The Dormant Commerce Clause's Unfulfilled Constitutional Promise to Rule Out Protectionism: Proposal for a New Doctrine


  • Csongor István Nagy



The federal market is a cornerstone of every federal polity. It would be difficult to imagine American federalism without the internal free trade constitutionalized by the Dormant Commerce Clause (DCC). This Article provides a criticism of the Supreme Court’s DCC case law and proposes a new approach that takes economic reality into account.

The Article demonstrates that the Supreme Court’s DCC case law, owing to its countenancing unnecessary restrictions of trade, fails to fulfill the constitutional function one may attribute to a federal market. First, it seems the Supreme Court replaced the inquiry that fits the Constitution with one that it felt comfortable with. Although the case law promises to suppress state protectionism, in fact, it deals merely with naked protectionism and, thus, gives states a very wide playing field to shelter local economic interests. Second, the Supreme Court’s case law is inconsistent in the sense that it does not do what it promises to do. The Court promises to suppress state protectionism but, instead, it invalidates only those measures that are outrageously protectionist; it examines existential necessity but ignores the question of extensional necessity.

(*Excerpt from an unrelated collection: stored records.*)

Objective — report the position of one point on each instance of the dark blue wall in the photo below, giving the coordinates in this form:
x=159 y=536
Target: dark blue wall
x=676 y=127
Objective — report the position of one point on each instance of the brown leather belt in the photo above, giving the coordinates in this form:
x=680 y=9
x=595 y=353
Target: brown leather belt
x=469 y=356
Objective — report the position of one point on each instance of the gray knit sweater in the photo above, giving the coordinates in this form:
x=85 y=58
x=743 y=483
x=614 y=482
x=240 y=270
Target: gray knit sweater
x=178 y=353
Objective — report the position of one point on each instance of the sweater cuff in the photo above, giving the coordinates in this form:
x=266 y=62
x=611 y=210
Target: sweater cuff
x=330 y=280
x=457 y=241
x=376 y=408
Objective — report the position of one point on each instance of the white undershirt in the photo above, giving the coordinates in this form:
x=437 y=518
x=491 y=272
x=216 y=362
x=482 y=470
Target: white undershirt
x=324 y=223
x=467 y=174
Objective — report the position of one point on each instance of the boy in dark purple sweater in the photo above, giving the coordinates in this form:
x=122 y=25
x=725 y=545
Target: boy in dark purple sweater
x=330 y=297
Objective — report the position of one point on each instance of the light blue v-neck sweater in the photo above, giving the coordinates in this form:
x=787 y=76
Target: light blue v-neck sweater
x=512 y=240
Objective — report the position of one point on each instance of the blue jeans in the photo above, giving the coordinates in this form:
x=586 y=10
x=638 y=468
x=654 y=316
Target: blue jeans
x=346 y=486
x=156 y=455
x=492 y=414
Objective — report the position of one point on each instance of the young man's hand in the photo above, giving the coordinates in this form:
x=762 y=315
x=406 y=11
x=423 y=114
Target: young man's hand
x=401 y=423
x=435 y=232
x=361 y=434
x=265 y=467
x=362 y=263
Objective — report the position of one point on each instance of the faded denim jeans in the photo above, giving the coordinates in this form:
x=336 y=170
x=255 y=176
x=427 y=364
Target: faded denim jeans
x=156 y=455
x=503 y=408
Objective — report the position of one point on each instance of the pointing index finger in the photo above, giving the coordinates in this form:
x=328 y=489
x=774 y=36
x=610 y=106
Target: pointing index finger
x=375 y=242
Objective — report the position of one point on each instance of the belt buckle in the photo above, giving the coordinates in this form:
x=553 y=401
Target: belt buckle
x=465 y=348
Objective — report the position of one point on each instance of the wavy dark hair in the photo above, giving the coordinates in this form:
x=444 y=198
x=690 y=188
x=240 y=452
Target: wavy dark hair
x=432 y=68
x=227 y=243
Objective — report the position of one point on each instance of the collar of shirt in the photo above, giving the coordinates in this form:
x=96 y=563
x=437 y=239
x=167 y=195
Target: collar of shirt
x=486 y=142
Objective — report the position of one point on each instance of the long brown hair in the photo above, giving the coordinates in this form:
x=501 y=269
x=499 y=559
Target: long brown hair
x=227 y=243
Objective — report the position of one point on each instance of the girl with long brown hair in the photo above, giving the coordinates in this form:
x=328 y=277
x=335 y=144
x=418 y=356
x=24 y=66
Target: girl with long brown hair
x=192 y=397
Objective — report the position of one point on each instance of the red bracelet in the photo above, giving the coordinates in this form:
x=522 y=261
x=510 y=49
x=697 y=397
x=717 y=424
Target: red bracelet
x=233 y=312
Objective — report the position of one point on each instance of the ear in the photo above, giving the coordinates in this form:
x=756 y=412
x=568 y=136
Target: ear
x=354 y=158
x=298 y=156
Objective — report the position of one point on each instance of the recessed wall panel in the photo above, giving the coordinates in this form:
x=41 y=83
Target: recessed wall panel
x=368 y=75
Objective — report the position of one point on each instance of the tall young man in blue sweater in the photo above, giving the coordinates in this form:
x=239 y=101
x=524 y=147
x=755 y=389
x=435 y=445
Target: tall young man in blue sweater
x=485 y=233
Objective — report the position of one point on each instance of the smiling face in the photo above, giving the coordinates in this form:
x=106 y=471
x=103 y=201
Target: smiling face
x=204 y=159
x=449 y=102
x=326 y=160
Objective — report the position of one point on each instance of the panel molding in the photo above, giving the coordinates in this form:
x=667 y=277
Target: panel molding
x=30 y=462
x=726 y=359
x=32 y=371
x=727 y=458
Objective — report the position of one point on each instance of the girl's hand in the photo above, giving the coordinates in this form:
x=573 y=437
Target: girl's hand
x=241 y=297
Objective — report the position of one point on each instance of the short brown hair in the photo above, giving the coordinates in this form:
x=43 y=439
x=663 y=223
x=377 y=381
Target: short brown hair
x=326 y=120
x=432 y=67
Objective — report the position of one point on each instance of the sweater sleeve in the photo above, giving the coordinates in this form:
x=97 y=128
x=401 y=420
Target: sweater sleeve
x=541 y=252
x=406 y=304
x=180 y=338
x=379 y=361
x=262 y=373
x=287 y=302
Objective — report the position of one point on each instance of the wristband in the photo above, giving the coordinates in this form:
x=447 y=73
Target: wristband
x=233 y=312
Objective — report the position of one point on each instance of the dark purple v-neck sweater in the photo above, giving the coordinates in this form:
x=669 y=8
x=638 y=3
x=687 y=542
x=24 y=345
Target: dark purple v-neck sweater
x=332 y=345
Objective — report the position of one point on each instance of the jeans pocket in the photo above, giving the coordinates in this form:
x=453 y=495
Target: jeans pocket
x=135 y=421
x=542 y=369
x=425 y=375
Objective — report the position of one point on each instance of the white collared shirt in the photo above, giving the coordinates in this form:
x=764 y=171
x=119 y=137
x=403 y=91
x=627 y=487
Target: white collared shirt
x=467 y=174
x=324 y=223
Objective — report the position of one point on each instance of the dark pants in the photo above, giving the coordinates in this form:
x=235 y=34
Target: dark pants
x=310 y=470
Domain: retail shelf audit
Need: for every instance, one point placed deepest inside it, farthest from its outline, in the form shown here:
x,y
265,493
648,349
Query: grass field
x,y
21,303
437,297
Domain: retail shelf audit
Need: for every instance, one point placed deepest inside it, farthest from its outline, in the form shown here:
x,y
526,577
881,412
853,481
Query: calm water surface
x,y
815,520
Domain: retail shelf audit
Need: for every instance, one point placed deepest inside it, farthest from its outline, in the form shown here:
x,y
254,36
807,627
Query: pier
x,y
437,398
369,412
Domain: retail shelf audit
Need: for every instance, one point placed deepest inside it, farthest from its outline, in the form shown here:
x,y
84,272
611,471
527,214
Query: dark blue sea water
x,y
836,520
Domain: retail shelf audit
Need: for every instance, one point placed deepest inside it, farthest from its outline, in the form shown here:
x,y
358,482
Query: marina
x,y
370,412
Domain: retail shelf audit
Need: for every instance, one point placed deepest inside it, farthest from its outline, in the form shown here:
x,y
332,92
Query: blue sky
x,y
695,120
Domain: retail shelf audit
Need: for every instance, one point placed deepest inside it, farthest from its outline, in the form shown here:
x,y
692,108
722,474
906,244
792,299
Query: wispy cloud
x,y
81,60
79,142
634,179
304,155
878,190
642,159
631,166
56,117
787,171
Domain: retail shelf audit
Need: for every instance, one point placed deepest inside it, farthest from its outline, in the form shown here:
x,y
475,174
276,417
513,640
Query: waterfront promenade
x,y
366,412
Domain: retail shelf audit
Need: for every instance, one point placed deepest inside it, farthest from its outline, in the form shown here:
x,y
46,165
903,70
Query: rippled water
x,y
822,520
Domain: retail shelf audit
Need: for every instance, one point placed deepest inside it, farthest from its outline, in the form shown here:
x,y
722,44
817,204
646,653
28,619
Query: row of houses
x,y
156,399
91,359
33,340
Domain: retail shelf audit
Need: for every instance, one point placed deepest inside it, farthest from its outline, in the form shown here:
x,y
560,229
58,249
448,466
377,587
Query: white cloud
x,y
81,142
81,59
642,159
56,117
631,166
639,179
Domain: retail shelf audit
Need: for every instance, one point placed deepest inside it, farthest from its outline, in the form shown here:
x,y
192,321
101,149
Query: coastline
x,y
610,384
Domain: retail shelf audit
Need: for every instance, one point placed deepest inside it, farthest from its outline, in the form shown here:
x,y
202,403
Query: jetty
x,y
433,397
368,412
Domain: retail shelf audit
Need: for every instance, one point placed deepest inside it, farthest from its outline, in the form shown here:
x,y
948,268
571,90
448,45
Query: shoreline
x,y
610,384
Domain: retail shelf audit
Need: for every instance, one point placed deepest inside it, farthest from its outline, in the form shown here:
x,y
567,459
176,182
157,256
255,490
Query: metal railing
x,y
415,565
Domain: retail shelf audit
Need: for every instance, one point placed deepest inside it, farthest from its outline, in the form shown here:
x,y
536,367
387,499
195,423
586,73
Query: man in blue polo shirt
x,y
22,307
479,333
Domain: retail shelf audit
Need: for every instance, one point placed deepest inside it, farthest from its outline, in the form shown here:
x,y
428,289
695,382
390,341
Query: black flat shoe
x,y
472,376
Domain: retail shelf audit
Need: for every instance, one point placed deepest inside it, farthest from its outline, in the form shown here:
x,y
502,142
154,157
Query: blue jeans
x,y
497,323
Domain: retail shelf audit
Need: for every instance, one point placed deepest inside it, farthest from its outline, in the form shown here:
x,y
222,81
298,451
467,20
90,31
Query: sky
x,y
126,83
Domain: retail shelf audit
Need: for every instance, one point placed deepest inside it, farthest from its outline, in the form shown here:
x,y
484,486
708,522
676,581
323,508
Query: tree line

Furthermore, it promises a two-step analysis that distinguishes between the restriction of trade and its justification, but the analysis usually does not get to the second step, since only those measures are pronounced restrictive in the first place that could not be sufficiently justified in the second place.

The paper proposes a substantive sliding-scale approach that takes economic reality into account. This implies that the current two-limb test should be replaced with a three-limb test providing for an increasingly closer scrutiny of symmetric, asymmetric, and discriminatory impact. It demonstrates that theidea of suppressing state protectionism implies two requirements of necessity. The first one, labeled by this Article as “existential necessity,” requires that completely unnecessary restriction of trade be ruled out. The second one, baptized as “extensional necessity,” filters out restrictions that go beyond what is necessary and turns on the existence of less restrictive regulatory alternatives. This calls for the comparison of policy options in terms of trade restrictiveness and effectiveness but involves no genuine value choice. The proposed doctrine’s novelty lies in the introduction of extensional necessity, which is patently overlooked in the Supreme Court’s current case law.